For this book, we assume you’ve had an introductory statistics or experimental design class already! This chapter is a mini refresher of some critical concepts we’ll be using and lets you check you understand them correctly. The topics include understanding predictor and response variables, the common probability distributions that biologists encounter in their data, the common techniques, particularly ordinary least squares (OLS) and maximum likelihood (ML), for fitting models to data and estimating effects, including their uncertainty. You should be familiar with confidence intervals and understand what hypothesis tests and P-values do and don’t mean. You should recognize that we use data to decide, but these decisions can be wrong, so you need to understand the risk of missing important effects and the risk of falsely claiming an effect. Decisions about what constitutes an “important” effect are central.
Multiple predictors can all be continuous, or they can be mixtures of continuous and categorical. A common biological situation is a substantial number of continuous predictors, and fitting these models is commonly labeled multiple regression. We might also mix continuous and categorical predictors, and these have been called analyses of covariance. We show how these two analyses are closely related and how to fit and interpret these models. This chapter introduces the complication of correlated predictors (collinearity) and describes ways of detecting and dealing with the problem. This chapter also introduces measures of influence and leverage as part of checking assumptions.
Making repeated observations through time adds complications, but it’s a common way to deal with limited research resources and reduce the use of experimental animals.
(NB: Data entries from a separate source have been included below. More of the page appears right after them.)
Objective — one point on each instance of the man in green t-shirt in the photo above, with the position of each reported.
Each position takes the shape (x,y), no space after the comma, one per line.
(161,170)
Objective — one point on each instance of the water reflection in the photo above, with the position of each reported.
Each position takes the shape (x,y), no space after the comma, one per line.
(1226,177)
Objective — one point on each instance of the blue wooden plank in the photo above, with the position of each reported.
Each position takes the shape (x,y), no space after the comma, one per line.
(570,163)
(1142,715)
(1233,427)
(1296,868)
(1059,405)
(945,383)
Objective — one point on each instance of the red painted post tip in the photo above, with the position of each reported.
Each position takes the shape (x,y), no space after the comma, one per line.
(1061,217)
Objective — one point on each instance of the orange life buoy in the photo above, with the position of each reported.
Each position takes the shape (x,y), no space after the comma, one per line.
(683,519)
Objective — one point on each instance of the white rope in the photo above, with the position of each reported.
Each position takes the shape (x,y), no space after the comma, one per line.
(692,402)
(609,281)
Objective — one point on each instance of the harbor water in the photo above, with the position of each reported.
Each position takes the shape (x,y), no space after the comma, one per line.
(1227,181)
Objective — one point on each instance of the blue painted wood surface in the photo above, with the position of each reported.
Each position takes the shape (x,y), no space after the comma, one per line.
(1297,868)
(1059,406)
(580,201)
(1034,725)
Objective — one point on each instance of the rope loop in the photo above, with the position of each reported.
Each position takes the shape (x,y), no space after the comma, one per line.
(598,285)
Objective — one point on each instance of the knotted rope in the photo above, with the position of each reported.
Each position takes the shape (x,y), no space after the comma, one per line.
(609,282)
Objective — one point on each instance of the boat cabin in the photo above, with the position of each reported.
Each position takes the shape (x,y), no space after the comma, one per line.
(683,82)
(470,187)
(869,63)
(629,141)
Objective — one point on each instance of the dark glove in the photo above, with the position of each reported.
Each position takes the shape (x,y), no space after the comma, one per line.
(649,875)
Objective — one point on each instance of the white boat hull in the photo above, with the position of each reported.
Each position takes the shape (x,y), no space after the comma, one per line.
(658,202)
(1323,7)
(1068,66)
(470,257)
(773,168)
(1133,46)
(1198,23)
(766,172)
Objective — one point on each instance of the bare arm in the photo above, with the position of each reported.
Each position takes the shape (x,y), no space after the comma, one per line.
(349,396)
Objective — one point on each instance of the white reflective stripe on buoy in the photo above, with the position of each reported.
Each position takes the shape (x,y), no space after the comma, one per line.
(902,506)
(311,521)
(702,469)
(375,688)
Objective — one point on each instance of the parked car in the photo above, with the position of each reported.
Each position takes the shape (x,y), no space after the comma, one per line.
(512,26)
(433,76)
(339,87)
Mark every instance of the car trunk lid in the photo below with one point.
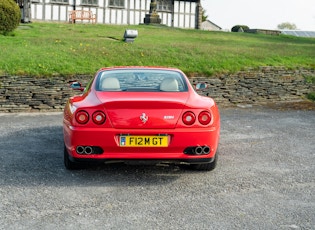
(143, 110)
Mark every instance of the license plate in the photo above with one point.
(143, 141)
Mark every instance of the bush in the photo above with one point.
(239, 28)
(10, 16)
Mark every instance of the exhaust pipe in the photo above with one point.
(80, 149)
(198, 150)
(84, 150)
(206, 150)
(88, 150)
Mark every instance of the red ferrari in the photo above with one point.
(141, 114)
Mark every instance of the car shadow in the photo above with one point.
(35, 156)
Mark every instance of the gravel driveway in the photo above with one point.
(265, 179)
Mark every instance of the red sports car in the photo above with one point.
(142, 114)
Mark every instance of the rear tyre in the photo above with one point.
(70, 165)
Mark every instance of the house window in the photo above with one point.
(164, 5)
(117, 3)
(89, 2)
(59, 1)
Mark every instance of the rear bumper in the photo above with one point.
(143, 161)
(108, 141)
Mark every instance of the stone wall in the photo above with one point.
(267, 84)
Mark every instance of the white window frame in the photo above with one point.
(116, 3)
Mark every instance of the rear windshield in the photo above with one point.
(139, 80)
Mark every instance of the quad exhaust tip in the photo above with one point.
(198, 150)
(201, 150)
(87, 150)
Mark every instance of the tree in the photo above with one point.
(287, 25)
(10, 16)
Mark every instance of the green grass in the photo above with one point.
(47, 49)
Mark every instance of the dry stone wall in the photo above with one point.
(267, 84)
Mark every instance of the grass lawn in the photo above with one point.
(47, 49)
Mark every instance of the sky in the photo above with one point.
(261, 14)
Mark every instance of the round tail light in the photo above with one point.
(98, 117)
(204, 118)
(189, 118)
(82, 117)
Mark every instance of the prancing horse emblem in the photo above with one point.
(144, 118)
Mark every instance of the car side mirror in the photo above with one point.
(201, 86)
(75, 85)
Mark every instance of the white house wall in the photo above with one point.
(184, 12)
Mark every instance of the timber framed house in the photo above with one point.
(173, 13)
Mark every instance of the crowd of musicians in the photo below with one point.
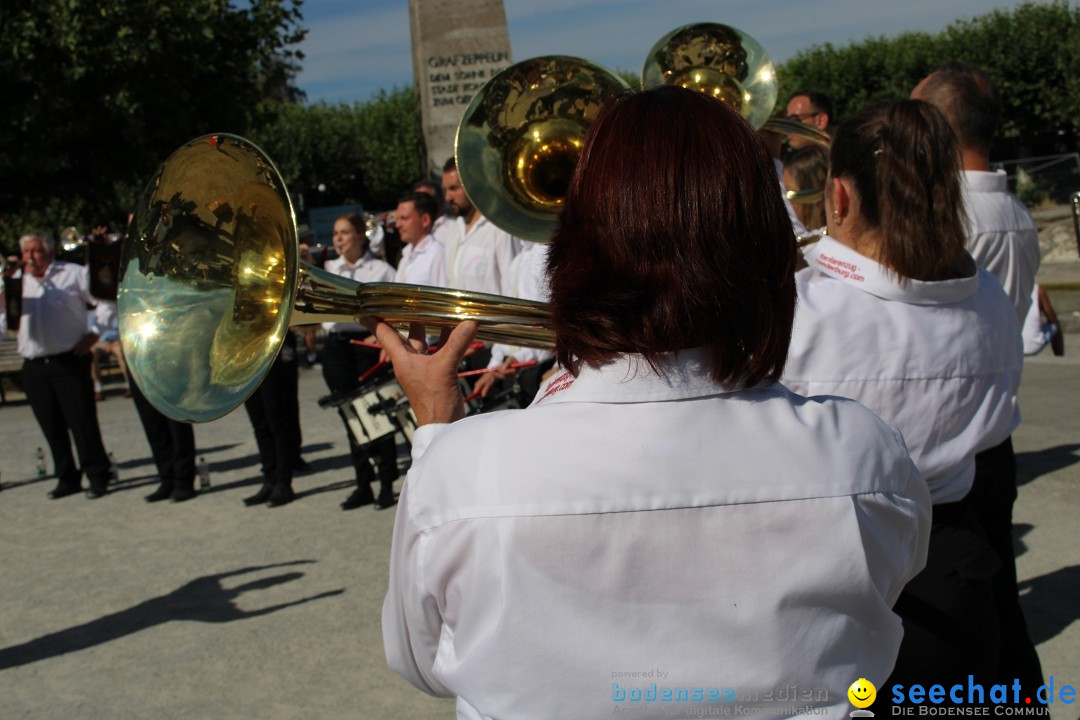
(748, 464)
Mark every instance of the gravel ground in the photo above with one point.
(115, 609)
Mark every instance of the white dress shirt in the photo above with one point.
(445, 229)
(1001, 235)
(632, 522)
(528, 281)
(367, 269)
(797, 226)
(54, 310)
(423, 263)
(478, 258)
(941, 362)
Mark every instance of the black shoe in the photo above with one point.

A consequence of this design is that observations fall into clusters, often corresponding to individual organisms or “subjects.” We need to incorporate these relationships into statistical models and consider the additional complication where observations closer together in time may be more similar than those further apart. These designs were traditionally analyzed with repeated measures ANOVA, fitted by OLS. We illustrate this traditional approach but recommend the alternative linear mixed models approach. Mixed models offer better ways to deal with correlations within the data by specifying the clusters as random effects and modeling the correlations explicitly. When the repeated measures form a sequence (e.g. time), mixed models also offer a way to deal with occasional missing observations without omitting the whole subject from the model.
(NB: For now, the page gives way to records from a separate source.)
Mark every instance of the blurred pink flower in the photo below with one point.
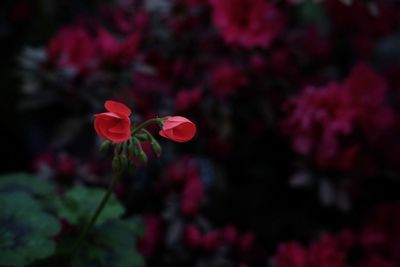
(192, 236)
(72, 49)
(226, 78)
(291, 254)
(326, 252)
(149, 242)
(248, 23)
(187, 99)
(376, 261)
(118, 52)
(191, 196)
(320, 118)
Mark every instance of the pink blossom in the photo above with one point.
(118, 52)
(149, 242)
(291, 254)
(193, 237)
(226, 79)
(191, 197)
(248, 23)
(72, 48)
(187, 99)
(320, 118)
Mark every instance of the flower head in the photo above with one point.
(178, 129)
(115, 124)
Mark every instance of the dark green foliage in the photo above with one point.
(78, 205)
(26, 230)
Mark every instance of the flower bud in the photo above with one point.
(105, 146)
(155, 146)
(124, 162)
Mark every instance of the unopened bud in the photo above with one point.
(105, 146)
(116, 163)
(156, 147)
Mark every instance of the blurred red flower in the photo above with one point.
(248, 23)
(72, 49)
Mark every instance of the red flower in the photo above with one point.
(178, 129)
(248, 23)
(115, 124)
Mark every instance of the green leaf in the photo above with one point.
(22, 182)
(110, 245)
(78, 205)
(136, 225)
(25, 230)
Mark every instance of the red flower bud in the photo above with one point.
(178, 129)
(114, 125)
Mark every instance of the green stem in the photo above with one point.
(146, 123)
(98, 211)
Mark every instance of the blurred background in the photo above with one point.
(296, 159)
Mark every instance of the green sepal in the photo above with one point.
(105, 146)
(116, 164)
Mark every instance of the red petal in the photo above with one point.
(119, 108)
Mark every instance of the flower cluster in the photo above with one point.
(295, 104)
(330, 123)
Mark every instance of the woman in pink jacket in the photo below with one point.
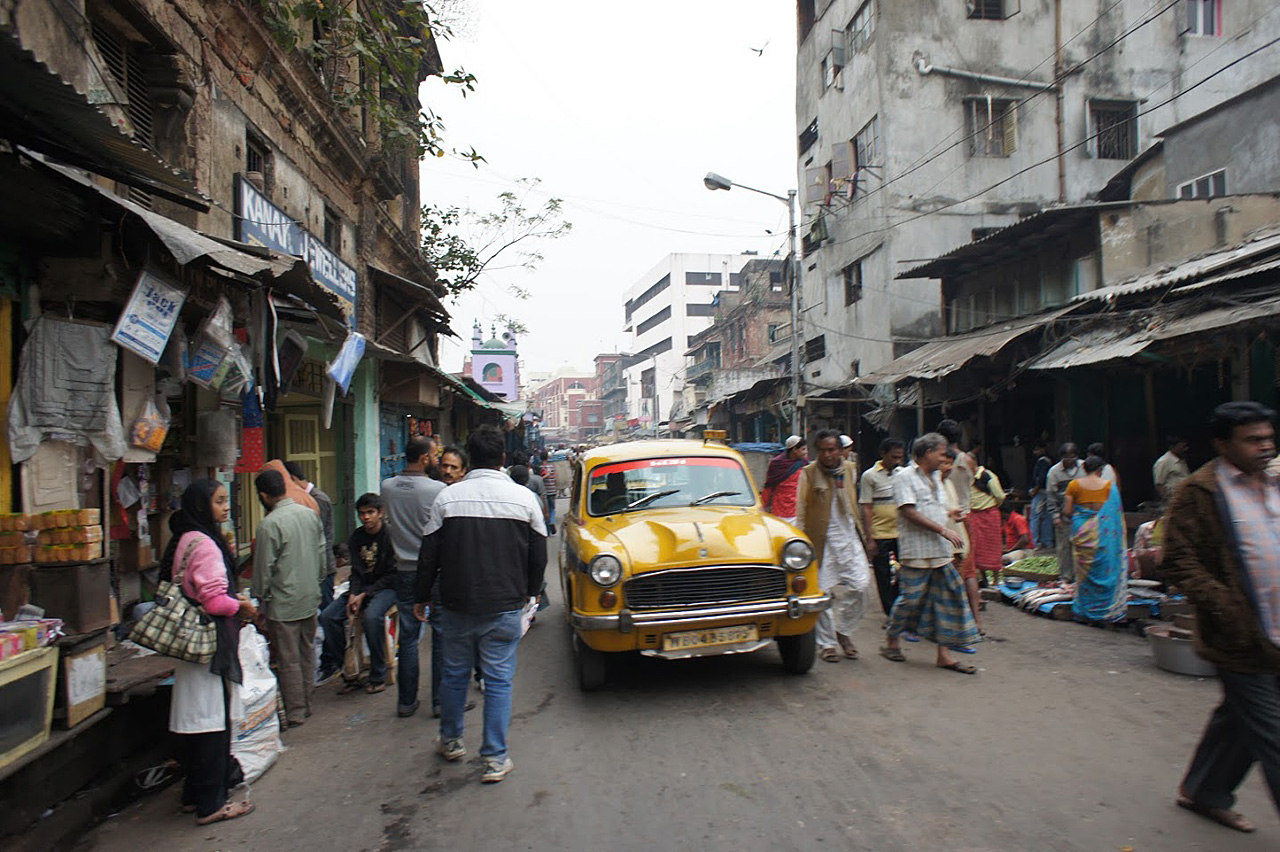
(204, 694)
The components or functions derived from an eigenanalysis are linear combinations of the original variables. Principal components analysis (PCA) is a very common method that uses these components to examine patterns among the objects, often in a plot termed an ordination, and identify which variables are driving those patterns. Correspondence analysis (CA) is a related method used when the variables represent counts or abundances. Redundancy analysis and canonical CA are constrained versions of PCA and CA, respectively, where the components are derived after taking into account the relationships with additional explanatory variables. Finally, we introduce linear discriminant function analysis as a way of identifying and predicting membership of objects to predefined groups.